The accounting cycle

The accounting cycle

The combined process of recording and reporting the accounting events of a business is called the accounting cycle. The series of steps that make up the accounting cycle starts with an event and ends with its presence in the financial statement.


The steps of the accounting cycle are as follows:

  1. Record transactions
  2. Adjust accounts
  3. Prepare statements
  4. Close temporary accounts

Record Transactions

This is the process of making an entry in the journal to recognize an event that has occurred.

Adjust accounts

Accounts are adjusted to reflect the effects of accrual accounting. For example: if a business last payroll due date is after the accounting period closes, the business will need to accrue the salaries owed to the employees.

Prepare statements

Once all entries and adjustments have been made. The financial statements are prepared. There are 4 main financial statements that should be prepared:

  1. The profit and loss statement
  2. The balance sheet statement
  3. The statement of cash flow
  4. Statement of changes in equity


Closing Temporary accounts

Temporary accounts are accounts that close into the retained earnings at the end of an accounting period.

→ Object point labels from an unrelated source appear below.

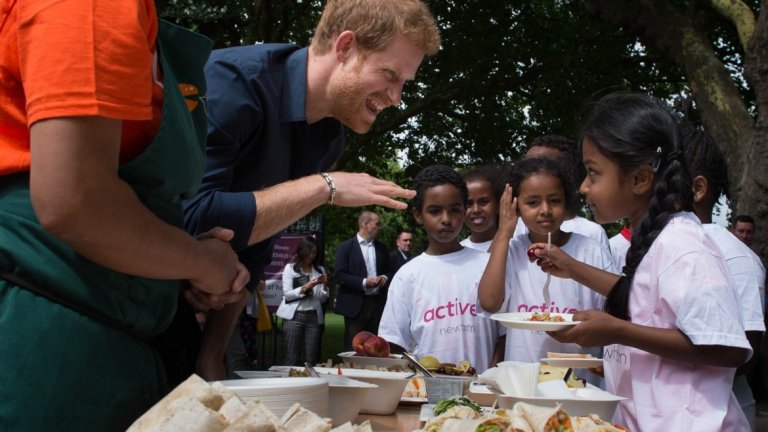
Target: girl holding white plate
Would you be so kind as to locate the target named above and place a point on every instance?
(512, 283)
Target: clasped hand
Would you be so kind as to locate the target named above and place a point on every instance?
(221, 282)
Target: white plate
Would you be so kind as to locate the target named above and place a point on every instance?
(574, 363)
(521, 320)
(413, 400)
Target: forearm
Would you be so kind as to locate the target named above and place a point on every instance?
(219, 326)
(755, 338)
(79, 199)
(675, 345)
(596, 279)
(491, 289)
(279, 206)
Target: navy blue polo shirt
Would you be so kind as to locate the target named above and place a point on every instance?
(258, 136)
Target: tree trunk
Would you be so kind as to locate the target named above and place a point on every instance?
(754, 198)
(664, 27)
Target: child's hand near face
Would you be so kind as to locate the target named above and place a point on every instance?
(507, 214)
(551, 259)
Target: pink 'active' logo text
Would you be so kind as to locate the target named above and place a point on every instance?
(450, 309)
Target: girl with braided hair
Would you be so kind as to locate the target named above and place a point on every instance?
(672, 329)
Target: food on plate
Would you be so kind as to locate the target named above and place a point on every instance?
(593, 423)
(545, 316)
(551, 373)
(359, 340)
(523, 417)
(443, 405)
(570, 355)
(462, 368)
(416, 388)
(196, 406)
(376, 346)
(368, 344)
(492, 424)
(429, 362)
(543, 418)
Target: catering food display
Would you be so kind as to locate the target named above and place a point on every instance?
(522, 417)
(197, 406)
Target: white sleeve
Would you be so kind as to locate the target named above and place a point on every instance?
(708, 312)
(749, 280)
(395, 324)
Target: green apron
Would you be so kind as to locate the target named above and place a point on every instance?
(61, 369)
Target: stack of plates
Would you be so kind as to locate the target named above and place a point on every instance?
(278, 394)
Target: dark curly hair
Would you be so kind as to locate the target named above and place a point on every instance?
(306, 246)
(633, 130)
(704, 158)
(532, 166)
(436, 175)
(570, 159)
(491, 173)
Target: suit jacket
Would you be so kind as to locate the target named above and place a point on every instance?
(350, 272)
(396, 260)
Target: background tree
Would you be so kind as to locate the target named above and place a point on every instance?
(721, 46)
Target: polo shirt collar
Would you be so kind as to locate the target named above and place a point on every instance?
(293, 96)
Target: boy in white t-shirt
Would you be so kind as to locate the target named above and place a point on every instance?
(484, 185)
(431, 307)
(710, 180)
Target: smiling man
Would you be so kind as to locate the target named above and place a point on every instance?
(275, 122)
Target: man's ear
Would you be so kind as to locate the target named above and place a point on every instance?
(642, 180)
(344, 46)
(700, 186)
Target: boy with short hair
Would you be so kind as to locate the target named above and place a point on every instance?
(431, 308)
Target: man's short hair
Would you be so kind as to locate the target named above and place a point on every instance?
(364, 217)
(376, 23)
(744, 218)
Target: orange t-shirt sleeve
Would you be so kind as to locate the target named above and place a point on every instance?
(86, 57)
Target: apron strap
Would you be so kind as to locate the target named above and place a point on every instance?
(93, 314)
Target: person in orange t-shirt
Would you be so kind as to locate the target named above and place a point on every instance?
(92, 253)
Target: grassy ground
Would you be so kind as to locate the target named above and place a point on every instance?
(272, 348)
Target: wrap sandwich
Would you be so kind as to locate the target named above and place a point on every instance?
(543, 419)
(484, 424)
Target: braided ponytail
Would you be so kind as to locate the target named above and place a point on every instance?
(634, 130)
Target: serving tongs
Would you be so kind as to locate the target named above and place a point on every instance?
(419, 367)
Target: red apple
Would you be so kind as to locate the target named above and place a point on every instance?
(376, 346)
(532, 254)
(359, 340)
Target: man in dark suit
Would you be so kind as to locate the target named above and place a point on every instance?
(362, 273)
(402, 254)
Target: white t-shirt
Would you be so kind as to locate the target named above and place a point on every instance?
(482, 247)
(747, 272)
(577, 225)
(682, 282)
(431, 309)
(619, 247)
(523, 286)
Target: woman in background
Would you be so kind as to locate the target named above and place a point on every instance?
(304, 292)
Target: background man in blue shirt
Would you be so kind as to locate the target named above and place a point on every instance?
(275, 115)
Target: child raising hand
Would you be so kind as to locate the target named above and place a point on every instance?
(511, 283)
(672, 330)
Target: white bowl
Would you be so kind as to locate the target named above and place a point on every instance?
(590, 400)
(381, 401)
(395, 362)
(346, 398)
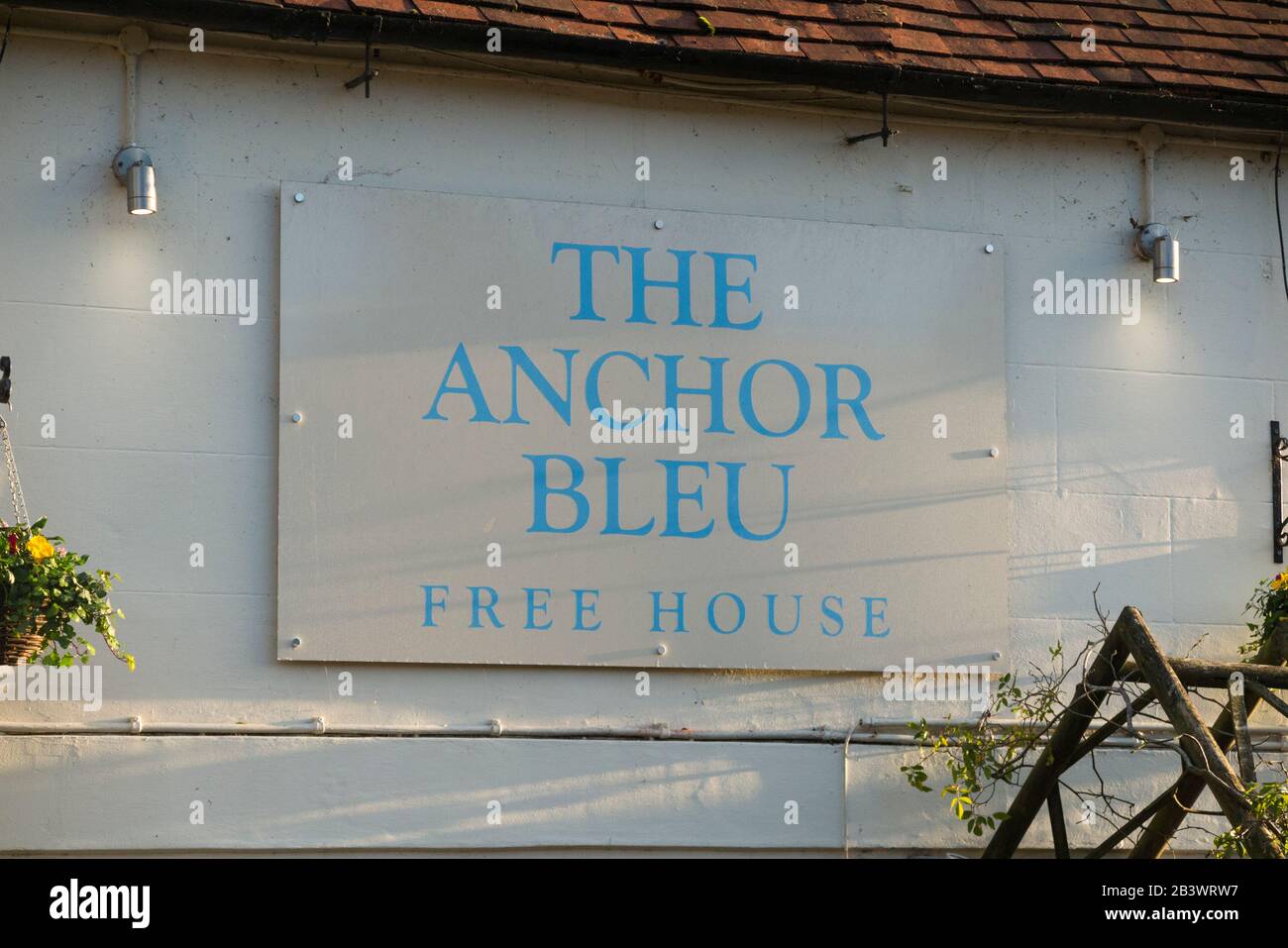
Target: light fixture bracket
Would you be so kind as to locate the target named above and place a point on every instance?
(127, 158)
(1146, 236)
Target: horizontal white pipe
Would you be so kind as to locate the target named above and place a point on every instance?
(871, 730)
(1019, 121)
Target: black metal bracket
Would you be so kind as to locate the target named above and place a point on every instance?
(368, 72)
(885, 127)
(1278, 455)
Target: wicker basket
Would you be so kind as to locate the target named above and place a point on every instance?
(21, 636)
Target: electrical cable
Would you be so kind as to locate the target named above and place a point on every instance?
(1279, 220)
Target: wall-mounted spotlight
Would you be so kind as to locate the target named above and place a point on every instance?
(1155, 243)
(133, 167)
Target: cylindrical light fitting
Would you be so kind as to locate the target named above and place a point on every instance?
(1167, 261)
(133, 167)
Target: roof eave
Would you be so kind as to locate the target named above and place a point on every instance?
(1229, 110)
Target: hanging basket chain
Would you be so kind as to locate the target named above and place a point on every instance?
(20, 504)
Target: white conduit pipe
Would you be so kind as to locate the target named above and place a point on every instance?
(1020, 121)
(872, 730)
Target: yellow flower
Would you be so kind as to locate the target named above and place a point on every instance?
(39, 548)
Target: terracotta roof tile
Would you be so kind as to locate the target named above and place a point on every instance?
(1219, 50)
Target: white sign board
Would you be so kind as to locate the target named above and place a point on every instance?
(540, 433)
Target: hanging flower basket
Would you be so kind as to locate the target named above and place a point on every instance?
(46, 594)
(21, 636)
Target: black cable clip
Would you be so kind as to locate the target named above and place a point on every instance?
(368, 72)
(885, 127)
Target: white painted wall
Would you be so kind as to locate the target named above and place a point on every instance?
(166, 432)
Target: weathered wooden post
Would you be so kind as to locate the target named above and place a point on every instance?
(1073, 723)
(1207, 758)
(1181, 798)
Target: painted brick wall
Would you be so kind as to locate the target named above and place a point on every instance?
(166, 430)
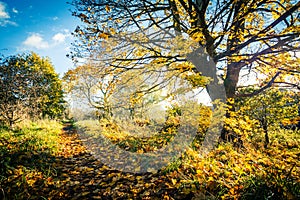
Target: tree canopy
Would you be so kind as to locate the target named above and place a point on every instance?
(260, 36)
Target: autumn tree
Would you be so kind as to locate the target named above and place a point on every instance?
(29, 87)
(92, 84)
(260, 36)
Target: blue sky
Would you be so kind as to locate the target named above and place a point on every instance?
(38, 25)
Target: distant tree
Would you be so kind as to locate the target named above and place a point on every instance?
(93, 85)
(255, 35)
(29, 87)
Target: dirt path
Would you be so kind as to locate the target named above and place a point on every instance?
(80, 176)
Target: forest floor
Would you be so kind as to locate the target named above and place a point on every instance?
(76, 174)
(51, 160)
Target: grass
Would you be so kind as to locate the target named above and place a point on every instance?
(27, 155)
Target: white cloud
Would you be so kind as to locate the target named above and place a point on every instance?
(3, 13)
(36, 41)
(59, 38)
(4, 16)
(15, 10)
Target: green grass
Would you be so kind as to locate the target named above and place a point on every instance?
(27, 155)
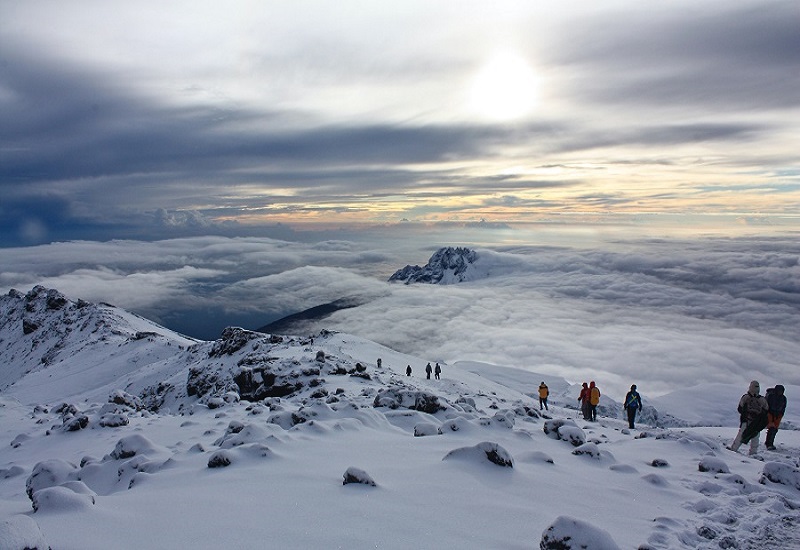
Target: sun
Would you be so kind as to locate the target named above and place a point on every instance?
(504, 88)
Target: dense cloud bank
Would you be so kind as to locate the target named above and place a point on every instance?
(663, 314)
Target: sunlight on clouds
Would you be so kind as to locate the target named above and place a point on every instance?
(505, 88)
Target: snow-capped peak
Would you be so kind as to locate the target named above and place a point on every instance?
(447, 265)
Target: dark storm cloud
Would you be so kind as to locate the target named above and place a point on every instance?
(66, 123)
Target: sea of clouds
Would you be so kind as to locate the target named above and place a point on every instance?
(664, 314)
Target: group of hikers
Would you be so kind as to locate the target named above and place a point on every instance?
(757, 412)
(590, 398)
(437, 370)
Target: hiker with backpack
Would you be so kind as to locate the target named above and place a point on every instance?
(633, 403)
(544, 391)
(752, 409)
(584, 399)
(594, 400)
(776, 406)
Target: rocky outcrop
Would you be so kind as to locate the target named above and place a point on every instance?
(447, 265)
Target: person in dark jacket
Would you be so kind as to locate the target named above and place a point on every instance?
(633, 403)
(776, 406)
(752, 418)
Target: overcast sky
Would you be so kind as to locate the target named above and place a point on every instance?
(148, 119)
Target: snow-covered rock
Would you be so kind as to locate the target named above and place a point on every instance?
(447, 265)
(567, 533)
(20, 532)
(357, 475)
(485, 451)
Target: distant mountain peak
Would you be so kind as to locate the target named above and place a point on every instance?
(447, 265)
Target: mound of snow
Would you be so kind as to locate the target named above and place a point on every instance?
(21, 533)
(482, 452)
(567, 533)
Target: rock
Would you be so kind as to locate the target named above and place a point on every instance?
(567, 533)
(713, 465)
(356, 475)
(49, 473)
(426, 428)
(486, 450)
(414, 400)
(220, 459)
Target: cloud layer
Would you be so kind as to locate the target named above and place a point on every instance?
(664, 314)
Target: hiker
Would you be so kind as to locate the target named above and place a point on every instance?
(594, 400)
(752, 418)
(633, 403)
(584, 399)
(544, 391)
(776, 406)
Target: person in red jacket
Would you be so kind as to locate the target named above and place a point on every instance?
(776, 406)
(584, 399)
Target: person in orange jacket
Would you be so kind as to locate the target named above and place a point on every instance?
(594, 400)
(584, 399)
(543, 393)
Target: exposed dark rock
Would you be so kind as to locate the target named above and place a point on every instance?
(220, 459)
(446, 262)
(414, 400)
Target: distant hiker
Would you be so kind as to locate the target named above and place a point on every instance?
(752, 409)
(594, 400)
(584, 399)
(543, 393)
(633, 403)
(776, 406)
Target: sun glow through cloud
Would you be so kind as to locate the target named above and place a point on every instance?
(505, 88)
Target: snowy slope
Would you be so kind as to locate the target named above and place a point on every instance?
(246, 442)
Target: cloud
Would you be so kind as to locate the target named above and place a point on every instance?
(660, 313)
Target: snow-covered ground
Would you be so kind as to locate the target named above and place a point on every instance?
(164, 468)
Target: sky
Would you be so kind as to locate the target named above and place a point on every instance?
(149, 121)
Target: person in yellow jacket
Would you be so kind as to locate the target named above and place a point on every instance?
(594, 400)
(543, 393)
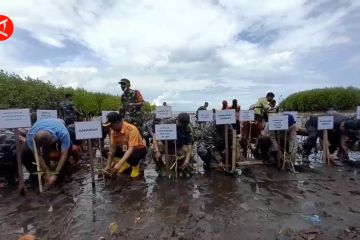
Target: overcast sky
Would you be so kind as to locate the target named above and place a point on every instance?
(189, 51)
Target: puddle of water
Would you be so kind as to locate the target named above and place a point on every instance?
(196, 192)
(150, 176)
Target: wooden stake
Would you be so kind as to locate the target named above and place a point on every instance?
(175, 159)
(101, 166)
(326, 154)
(19, 164)
(36, 155)
(91, 165)
(227, 147)
(249, 141)
(167, 164)
(233, 151)
(284, 156)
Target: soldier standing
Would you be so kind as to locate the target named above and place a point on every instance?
(67, 110)
(131, 101)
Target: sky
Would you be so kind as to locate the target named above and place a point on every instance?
(186, 52)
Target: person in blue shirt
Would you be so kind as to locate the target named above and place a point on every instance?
(50, 136)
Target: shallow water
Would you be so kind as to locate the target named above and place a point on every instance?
(262, 203)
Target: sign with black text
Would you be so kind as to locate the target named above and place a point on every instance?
(247, 115)
(104, 115)
(278, 122)
(165, 132)
(163, 112)
(88, 130)
(325, 122)
(15, 118)
(43, 114)
(293, 113)
(205, 116)
(225, 117)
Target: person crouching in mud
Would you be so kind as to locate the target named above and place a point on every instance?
(126, 146)
(267, 148)
(52, 141)
(183, 144)
(343, 130)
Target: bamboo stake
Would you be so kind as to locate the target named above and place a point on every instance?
(36, 155)
(233, 151)
(19, 164)
(249, 141)
(91, 165)
(167, 158)
(176, 159)
(227, 147)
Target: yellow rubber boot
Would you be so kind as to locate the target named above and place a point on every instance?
(124, 167)
(135, 171)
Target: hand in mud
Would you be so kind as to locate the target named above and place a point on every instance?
(106, 170)
(52, 180)
(157, 155)
(116, 168)
(46, 177)
(185, 164)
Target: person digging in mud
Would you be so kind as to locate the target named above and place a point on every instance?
(183, 144)
(126, 146)
(67, 110)
(267, 148)
(54, 147)
(132, 102)
(224, 105)
(343, 127)
(209, 145)
(262, 106)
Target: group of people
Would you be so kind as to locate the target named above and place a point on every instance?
(53, 144)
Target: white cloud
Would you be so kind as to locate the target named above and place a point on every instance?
(182, 51)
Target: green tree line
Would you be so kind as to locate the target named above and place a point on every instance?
(336, 98)
(17, 92)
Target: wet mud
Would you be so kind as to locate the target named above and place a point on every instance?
(262, 203)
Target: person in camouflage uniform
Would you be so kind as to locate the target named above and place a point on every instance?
(131, 104)
(183, 143)
(210, 144)
(67, 110)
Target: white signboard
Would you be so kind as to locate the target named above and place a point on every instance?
(103, 116)
(278, 122)
(225, 117)
(165, 132)
(293, 113)
(163, 112)
(88, 130)
(15, 118)
(325, 122)
(42, 114)
(205, 116)
(246, 115)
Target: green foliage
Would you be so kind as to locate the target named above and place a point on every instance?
(323, 99)
(31, 93)
(148, 107)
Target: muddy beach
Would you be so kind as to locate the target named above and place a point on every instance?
(262, 203)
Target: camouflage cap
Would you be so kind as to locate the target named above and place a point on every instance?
(124, 81)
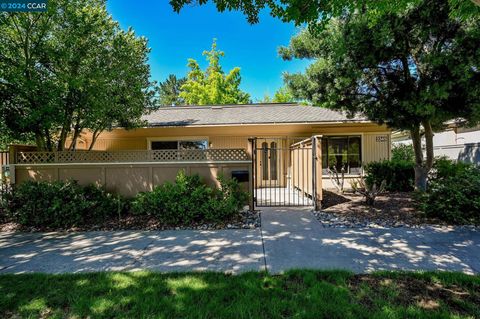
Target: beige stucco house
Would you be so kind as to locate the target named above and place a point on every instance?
(276, 141)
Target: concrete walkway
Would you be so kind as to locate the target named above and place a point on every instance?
(290, 238)
(293, 238)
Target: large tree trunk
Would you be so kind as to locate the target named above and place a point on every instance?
(420, 171)
(422, 168)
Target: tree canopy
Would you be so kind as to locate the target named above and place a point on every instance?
(169, 91)
(212, 86)
(314, 11)
(68, 70)
(282, 95)
(411, 70)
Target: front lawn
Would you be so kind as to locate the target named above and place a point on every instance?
(297, 294)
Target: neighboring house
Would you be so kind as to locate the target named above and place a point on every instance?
(274, 139)
(455, 142)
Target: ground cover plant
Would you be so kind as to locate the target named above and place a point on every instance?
(454, 192)
(60, 204)
(399, 175)
(188, 202)
(295, 294)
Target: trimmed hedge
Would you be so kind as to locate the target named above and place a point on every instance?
(453, 193)
(189, 200)
(59, 205)
(399, 174)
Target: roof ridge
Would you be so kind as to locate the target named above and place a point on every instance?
(209, 106)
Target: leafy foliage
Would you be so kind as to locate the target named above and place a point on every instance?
(454, 193)
(212, 86)
(188, 201)
(317, 13)
(412, 70)
(282, 95)
(369, 191)
(399, 175)
(169, 91)
(403, 152)
(60, 205)
(70, 69)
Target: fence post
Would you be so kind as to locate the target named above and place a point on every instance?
(314, 173)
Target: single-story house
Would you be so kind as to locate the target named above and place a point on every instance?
(456, 141)
(275, 139)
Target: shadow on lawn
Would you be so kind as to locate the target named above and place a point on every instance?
(296, 294)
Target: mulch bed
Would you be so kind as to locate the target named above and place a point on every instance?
(244, 220)
(393, 207)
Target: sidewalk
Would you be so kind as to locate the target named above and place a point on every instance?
(289, 238)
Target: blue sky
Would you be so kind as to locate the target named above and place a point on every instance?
(174, 38)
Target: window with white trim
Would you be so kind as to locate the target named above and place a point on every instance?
(342, 152)
(179, 145)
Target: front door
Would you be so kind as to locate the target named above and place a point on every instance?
(269, 168)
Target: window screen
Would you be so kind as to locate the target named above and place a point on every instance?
(179, 145)
(342, 152)
(164, 145)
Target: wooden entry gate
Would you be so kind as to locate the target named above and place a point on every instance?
(286, 171)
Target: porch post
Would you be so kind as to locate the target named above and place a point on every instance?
(251, 171)
(317, 172)
(314, 173)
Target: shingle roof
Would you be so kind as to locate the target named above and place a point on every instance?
(273, 113)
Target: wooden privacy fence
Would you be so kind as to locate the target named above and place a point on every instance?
(4, 161)
(130, 172)
(132, 156)
(306, 167)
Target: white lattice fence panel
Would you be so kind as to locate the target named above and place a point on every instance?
(210, 155)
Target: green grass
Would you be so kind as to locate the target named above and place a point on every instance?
(296, 294)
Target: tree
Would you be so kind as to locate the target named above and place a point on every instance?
(169, 91)
(69, 70)
(412, 70)
(314, 11)
(213, 86)
(282, 95)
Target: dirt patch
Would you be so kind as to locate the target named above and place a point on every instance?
(394, 207)
(407, 290)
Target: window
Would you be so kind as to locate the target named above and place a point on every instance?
(179, 145)
(342, 151)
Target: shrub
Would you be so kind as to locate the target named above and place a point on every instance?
(60, 204)
(403, 152)
(399, 175)
(453, 192)
(189, 200)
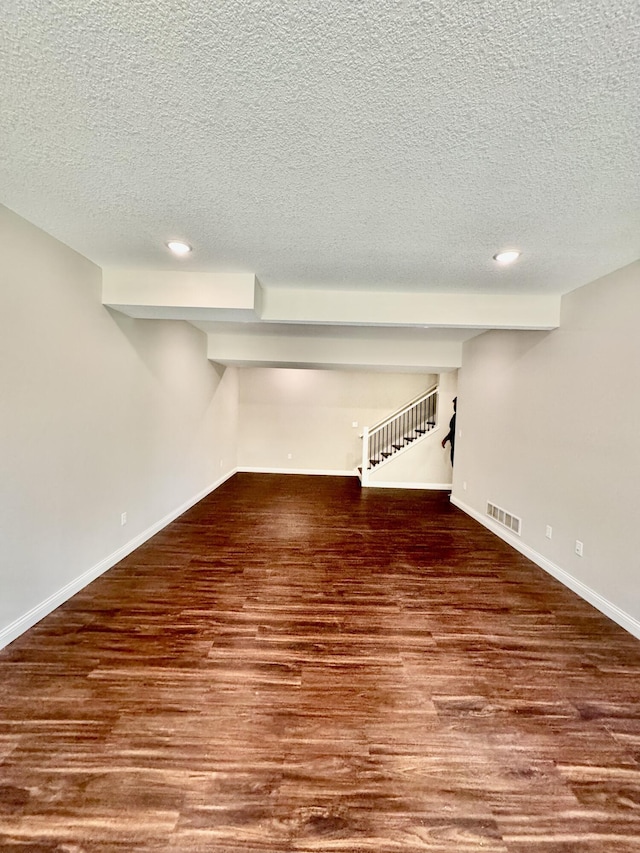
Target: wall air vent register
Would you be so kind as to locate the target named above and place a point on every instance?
(506, 519)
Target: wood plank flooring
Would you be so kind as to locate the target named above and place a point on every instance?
(299, 665)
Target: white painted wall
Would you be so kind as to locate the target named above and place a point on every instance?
(549, 424)
(100, 415)
(309, 414)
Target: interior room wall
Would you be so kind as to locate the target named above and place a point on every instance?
(308, 414)
(101, 415)
(548, 430)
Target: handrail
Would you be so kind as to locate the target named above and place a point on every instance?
(399, 412)
(400, 429)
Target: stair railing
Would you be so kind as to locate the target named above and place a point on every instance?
(395, 432)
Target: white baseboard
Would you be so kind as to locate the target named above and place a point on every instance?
(311, 471)
(12, 631)
(608, 608)
(405, 485)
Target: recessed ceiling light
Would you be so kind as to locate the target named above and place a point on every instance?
(507, 257)
(178, 247)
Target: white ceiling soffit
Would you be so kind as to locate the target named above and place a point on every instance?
(247, 324)
(337, 146)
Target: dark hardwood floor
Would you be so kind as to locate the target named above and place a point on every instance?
(298, 665)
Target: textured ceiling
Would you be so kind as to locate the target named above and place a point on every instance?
(371, 145)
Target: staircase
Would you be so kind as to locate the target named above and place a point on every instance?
(400, 430)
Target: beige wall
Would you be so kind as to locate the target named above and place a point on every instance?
(99, 415)
(549, 426)
(309, 414)
(424, 463)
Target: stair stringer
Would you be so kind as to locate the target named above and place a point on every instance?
(421, 464)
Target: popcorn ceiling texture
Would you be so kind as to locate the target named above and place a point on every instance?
(352, 144)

In a previous lesson we talked about the profit and loss statement and how the profit and loss statement was related to the balance sheet. We saw the revenue and expense account was netted with the retained earnings account: This happens during the closing process. The effect of this is to zero out all revenue and expense account so a new accounting period starts with a fresh slate.

The accounts that are closed to the retained earnings account are:

  • Revenue
  • Expenses
  • Dividend

These accounts start from zero at the beginning of each accounting period and do not carry over.

Why are profit and loss accounts closed?

Closing the profit and loss account is comparable to your personal annual wages you earn on the job*. You do not get a w2 at the end of the year with the cumulative income how much you have earned since you started working. That information will not be very useful to you. What will be more useful to you is if you received the w2 that stated your income for just that year.

*This is what the retained earnings account does for a business: It accumulates the amount it has earned less the amount it has spent or withdrawn

Also, you create your budget on an annual basis. We know how much we make on an annual basis and we budget our annual expense based on what we expect to make in any given year. Imagine the night mare you will have to face if you had to budget annual expenses based on your cumulative income. That will be more information than you need and a waste of time.

In the same way a business needs a fresh start each year in these three accounts:

  • Revenue accounts
  • Expense accounts
  • Dividends


At the end of the accounting period, whatever balance is in the profit and loss and dividend account is netted with retained earnings. The retained accounts is a permanent account because it does not get closed. Most balance sheet account (with the exception of the dividend account) are permanent account. That means they never get closed into any other account.